In Indonesia, a nation of islands, mothers in rural regions are particularly isolated. Without having the knowledge of proper infant nutrition, a mother may believe that formula is better than breastfeeding, or unknowingly give her baby rice before their body is capable of digesting it. Additionally, these new mothers have to make these choices alone.

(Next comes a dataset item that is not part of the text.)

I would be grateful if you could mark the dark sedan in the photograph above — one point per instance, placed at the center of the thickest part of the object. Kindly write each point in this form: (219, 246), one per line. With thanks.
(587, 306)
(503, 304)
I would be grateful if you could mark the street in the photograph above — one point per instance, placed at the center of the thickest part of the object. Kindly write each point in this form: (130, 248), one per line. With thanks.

Even Wenti, a 29-year-old biology teacher in the remote district of Sikka, did not know how to properly feed her two babies. “You’d think because I’m a biology teacher I would know about infant nutrition. But that’s not true. I didn’t learn this anywhere. With my first baby, I only knew about packaged food; I didn’t know that breastfeeding was better. And my first baby was malnourished.”
“Most of the group members have a primary school education. I’m one of only two women with a higher degree. But our knowledge of feeding our babies is no different," she says.
“Even beyond learning about breastfeeding and proper nutrition, these Mother Support Groups are extremely powerful support systems when we come together. You see, many women are isolated and too busy to even look after themselves. So this group has not only taught me about nutrition to help my baby grow and develop a healthy brain, but I also now have a group of women that are my friends, and we support each other. We are all the same, and we learn from each other."
“The Mother Support Group has truly been a lifeline for us,” she concludes.